We all are guilty, from time to time, of the sin of scorn. Before you quickly deny that, think about the last time you said something less than flattering about a politician. There is a reason that the Lord commands us not to speak evil of (or to scorn) a ruler of the people. It turns away the favor of the Lord from His people. Solomon said that God is scornful toward the scorners! (Prov. 3:34). When we speak against another, whether they hear our words or not, we stand in judgment over them and create division in the Body. Yet, Solomon gives us an alternative: “but to the humble he shows favor” (Prov. 3:34). And again, the book of Proverbs records that “Scoffers set a city aflame, but wise men turn away wrath” (Prov. 29:8). There is blessing for those who avoid the scandal of scoffing. “Blessed is the man Who walks not in the counsel of the ungodly, Nor stands in the path of sinners, Nor sits in the seat of the scornful…” (Ps. 1:1 NKJV).
The author of Psalm 123, when faced with similar scorn and contempt, asks the Lord for mercy. There is no prayer for punishment or retribution on his tormentors. He is getting ready for a long journey to a renewed relationship with His Lord, and he wants to practice fidelity to God’s commands to “love your neighbor as yourself.” The Psalmist is asking God for the grace to change his horizontal perspective into a vertically inspired perspective.

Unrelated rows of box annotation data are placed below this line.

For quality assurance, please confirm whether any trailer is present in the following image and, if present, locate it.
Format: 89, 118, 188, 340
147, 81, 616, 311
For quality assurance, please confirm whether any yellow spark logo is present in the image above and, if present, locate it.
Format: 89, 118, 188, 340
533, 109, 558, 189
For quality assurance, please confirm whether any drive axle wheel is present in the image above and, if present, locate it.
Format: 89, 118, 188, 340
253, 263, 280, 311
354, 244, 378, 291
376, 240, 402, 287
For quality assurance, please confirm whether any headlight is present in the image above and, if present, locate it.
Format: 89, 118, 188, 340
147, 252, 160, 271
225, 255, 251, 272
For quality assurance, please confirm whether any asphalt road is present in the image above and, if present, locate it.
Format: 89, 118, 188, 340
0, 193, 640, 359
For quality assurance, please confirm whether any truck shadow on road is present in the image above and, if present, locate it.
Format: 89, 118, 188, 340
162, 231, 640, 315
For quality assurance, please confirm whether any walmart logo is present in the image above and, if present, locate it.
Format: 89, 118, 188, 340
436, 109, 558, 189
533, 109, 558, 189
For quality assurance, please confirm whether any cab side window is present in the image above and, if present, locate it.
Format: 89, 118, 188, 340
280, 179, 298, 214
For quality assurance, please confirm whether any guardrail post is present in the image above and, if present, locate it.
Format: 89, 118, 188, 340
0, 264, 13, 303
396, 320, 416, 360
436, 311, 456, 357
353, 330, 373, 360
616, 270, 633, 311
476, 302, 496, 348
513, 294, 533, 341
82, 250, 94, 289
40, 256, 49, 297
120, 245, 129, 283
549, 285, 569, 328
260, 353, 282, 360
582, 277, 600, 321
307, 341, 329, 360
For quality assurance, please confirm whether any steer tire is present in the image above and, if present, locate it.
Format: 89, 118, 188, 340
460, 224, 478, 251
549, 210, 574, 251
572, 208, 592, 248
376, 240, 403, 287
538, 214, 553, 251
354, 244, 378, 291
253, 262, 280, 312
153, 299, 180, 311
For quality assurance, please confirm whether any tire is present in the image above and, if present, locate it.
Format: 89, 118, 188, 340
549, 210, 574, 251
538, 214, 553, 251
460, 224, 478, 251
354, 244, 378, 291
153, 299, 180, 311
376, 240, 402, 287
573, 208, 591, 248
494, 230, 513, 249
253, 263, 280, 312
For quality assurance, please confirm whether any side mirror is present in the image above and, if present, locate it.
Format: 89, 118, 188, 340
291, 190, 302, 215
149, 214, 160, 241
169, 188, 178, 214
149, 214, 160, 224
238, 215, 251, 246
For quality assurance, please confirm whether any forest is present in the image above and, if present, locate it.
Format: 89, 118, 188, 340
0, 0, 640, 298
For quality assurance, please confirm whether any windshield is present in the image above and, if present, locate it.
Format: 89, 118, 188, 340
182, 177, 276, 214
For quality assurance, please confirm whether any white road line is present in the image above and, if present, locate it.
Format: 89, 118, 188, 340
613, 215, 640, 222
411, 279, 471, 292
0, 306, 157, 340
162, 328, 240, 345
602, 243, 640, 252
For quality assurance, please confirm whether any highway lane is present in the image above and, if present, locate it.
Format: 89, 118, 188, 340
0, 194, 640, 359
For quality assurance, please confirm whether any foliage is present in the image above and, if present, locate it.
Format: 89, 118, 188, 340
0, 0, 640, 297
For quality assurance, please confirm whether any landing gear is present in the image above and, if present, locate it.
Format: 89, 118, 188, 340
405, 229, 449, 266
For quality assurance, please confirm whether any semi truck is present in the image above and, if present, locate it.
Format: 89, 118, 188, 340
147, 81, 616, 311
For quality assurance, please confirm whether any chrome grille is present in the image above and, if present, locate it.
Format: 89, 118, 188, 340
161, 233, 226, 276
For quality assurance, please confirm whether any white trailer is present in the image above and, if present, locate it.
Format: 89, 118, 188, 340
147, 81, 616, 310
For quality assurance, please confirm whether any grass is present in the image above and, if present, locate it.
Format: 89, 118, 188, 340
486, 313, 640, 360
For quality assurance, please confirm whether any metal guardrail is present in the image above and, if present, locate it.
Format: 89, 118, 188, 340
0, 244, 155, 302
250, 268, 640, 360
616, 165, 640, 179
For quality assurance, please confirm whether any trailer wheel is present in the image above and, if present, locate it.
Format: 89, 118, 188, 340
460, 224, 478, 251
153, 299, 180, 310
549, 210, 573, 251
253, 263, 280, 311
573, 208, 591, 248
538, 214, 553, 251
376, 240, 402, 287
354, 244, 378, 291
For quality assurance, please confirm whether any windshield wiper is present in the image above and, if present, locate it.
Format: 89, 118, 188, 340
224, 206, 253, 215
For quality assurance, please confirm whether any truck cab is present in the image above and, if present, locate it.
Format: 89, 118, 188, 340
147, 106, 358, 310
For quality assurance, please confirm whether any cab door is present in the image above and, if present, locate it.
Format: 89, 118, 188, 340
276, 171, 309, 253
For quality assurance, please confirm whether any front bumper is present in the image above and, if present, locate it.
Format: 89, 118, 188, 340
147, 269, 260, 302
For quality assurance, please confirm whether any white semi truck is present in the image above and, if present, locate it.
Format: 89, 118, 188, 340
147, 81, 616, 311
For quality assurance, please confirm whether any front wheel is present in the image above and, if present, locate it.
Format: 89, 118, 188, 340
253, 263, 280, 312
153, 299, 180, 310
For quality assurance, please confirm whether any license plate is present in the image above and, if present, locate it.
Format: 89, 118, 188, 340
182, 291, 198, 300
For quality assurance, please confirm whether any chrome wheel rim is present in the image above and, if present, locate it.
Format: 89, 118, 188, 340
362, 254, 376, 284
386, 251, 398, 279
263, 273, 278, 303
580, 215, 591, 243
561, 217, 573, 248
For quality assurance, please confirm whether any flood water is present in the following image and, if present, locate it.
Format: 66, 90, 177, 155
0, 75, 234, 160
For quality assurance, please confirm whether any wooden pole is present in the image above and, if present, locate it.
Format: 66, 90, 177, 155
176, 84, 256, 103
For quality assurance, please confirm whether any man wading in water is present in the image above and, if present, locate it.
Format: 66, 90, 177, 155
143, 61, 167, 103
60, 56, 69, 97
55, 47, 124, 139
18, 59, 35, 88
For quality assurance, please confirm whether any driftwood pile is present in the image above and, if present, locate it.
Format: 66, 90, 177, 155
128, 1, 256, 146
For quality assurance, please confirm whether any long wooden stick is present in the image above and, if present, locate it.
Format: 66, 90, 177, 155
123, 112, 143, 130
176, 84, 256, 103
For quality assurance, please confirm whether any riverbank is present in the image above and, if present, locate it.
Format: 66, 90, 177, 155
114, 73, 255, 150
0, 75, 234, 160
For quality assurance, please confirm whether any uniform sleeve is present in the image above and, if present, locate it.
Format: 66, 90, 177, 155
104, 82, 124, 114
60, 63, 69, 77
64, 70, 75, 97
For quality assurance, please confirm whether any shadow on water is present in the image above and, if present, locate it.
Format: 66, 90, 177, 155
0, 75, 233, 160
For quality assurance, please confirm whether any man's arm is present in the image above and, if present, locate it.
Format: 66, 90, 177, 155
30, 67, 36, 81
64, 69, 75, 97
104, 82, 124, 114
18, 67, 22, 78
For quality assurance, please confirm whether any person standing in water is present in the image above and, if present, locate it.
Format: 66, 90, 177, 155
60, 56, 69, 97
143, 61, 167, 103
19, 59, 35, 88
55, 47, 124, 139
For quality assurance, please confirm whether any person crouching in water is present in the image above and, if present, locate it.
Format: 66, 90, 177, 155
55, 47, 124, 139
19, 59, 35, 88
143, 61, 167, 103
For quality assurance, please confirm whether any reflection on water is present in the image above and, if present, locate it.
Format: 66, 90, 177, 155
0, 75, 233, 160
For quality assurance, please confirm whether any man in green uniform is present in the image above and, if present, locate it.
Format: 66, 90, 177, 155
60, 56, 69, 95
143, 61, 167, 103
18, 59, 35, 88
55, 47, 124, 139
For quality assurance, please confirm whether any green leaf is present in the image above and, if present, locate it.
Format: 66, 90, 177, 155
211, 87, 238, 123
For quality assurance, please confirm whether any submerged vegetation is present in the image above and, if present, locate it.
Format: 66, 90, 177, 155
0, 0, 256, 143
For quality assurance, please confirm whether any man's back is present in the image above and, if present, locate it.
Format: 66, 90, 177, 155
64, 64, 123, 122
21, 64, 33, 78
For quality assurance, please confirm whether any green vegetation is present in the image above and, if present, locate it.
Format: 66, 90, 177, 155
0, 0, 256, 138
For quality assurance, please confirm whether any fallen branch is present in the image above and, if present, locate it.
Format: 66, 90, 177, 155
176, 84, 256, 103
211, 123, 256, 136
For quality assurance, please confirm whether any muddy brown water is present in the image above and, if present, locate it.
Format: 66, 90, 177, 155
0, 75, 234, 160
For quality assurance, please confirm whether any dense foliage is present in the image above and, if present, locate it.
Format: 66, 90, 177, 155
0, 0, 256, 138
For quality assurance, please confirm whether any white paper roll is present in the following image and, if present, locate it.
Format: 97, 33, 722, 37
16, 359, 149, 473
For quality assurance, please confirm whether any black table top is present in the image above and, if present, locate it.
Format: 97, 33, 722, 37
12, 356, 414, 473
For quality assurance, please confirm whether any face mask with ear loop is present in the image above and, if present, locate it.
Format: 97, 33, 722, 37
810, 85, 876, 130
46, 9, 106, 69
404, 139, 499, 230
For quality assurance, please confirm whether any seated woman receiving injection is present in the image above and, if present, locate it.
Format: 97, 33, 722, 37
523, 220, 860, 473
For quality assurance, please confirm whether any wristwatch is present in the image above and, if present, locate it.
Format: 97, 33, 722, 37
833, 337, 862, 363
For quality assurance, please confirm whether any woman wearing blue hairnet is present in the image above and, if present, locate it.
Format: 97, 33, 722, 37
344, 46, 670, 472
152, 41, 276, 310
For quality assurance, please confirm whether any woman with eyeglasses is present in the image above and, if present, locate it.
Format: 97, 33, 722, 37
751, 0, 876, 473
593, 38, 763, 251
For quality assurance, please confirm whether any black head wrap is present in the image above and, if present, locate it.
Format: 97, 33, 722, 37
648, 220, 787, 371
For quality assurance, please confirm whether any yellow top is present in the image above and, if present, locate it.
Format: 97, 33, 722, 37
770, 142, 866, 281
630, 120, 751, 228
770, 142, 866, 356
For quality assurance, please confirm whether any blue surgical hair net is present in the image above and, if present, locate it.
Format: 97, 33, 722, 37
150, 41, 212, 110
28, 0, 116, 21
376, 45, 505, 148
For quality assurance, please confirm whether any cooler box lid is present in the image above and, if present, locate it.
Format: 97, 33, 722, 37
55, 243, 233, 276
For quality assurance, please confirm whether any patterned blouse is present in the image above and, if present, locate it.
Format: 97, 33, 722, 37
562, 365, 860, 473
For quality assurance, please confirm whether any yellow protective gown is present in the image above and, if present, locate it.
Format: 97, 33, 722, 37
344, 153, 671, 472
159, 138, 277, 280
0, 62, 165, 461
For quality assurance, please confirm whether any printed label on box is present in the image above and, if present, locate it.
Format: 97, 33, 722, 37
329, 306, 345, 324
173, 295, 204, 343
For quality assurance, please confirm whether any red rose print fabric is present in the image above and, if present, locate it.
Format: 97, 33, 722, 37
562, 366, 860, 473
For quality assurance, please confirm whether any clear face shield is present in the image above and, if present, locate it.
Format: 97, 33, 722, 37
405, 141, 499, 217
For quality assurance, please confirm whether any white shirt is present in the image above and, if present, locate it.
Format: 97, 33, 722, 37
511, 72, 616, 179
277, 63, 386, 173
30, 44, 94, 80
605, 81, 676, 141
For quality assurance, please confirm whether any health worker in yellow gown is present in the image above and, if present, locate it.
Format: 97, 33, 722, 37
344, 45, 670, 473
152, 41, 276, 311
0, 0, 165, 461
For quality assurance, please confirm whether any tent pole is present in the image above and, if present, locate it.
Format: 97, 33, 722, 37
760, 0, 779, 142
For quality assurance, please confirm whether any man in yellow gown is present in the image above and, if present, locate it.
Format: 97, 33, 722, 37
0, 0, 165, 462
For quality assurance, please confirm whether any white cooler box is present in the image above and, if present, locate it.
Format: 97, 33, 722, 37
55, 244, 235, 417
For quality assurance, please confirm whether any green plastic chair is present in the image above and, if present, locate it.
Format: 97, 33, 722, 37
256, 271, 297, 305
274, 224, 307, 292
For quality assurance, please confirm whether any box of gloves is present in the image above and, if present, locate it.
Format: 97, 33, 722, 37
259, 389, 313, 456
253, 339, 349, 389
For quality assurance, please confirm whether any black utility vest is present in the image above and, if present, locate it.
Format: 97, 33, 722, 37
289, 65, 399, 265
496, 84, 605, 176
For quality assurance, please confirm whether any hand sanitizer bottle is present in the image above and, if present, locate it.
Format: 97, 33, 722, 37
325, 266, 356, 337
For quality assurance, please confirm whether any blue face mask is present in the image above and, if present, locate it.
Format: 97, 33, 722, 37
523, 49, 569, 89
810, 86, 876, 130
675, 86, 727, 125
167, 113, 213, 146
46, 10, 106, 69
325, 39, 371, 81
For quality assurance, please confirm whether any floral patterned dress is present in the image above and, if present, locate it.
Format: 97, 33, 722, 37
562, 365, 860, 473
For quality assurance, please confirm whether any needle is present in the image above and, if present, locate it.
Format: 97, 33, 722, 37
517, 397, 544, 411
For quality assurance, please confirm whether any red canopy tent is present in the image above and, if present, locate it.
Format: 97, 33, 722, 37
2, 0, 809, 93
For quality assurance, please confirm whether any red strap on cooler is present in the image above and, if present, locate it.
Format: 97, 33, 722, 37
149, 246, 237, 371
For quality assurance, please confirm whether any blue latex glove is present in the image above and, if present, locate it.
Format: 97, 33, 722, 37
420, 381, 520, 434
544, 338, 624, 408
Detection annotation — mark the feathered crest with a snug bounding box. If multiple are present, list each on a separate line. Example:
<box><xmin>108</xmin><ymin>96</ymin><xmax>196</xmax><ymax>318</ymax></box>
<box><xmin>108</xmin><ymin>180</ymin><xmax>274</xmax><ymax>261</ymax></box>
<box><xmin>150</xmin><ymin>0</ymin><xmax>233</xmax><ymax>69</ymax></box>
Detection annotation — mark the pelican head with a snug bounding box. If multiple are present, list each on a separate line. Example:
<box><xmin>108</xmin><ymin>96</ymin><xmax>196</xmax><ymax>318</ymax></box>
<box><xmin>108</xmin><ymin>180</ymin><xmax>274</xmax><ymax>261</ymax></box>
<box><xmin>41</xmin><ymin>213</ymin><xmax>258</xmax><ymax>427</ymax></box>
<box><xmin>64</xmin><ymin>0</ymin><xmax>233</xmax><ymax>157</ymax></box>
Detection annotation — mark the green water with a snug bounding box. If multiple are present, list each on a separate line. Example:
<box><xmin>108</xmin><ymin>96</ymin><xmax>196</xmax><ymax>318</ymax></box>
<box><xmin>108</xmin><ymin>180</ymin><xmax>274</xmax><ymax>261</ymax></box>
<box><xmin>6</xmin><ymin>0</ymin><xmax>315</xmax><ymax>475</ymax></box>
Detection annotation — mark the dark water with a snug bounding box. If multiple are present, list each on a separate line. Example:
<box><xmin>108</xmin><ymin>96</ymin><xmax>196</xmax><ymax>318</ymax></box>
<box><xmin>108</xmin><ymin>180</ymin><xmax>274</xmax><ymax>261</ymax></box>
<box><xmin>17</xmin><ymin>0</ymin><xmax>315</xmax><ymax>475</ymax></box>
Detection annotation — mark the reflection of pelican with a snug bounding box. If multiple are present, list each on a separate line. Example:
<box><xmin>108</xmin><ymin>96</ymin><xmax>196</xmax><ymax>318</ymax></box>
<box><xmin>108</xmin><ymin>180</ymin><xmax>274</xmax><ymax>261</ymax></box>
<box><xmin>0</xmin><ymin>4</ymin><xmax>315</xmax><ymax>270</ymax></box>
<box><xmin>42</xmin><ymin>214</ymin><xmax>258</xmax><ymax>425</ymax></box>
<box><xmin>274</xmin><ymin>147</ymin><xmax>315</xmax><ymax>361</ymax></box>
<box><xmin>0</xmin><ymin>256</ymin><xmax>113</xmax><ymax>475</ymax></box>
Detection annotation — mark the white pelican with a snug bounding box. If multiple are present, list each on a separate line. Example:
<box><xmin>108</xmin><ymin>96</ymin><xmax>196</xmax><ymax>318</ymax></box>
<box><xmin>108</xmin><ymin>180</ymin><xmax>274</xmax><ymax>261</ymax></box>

He is asking that he may see the world around him and those who dwell in it with the eyes of God. This is reflective of the song’s first verse, “To you I lift up my eyes, O you who are enthroned in the heavens!” If we are truly focused on God, we will not be concerned with what others have to say about us, or what evil our tormentors have fashioned against us. It is God’s job to deal with those who oppose us, and we have no power to change them. But we can ask and allow God to change our hearts, to have mercy upon us. And in so doing we place ourselves fully in His loving care. He will bless and protect us if we keep our eyes focused on Him.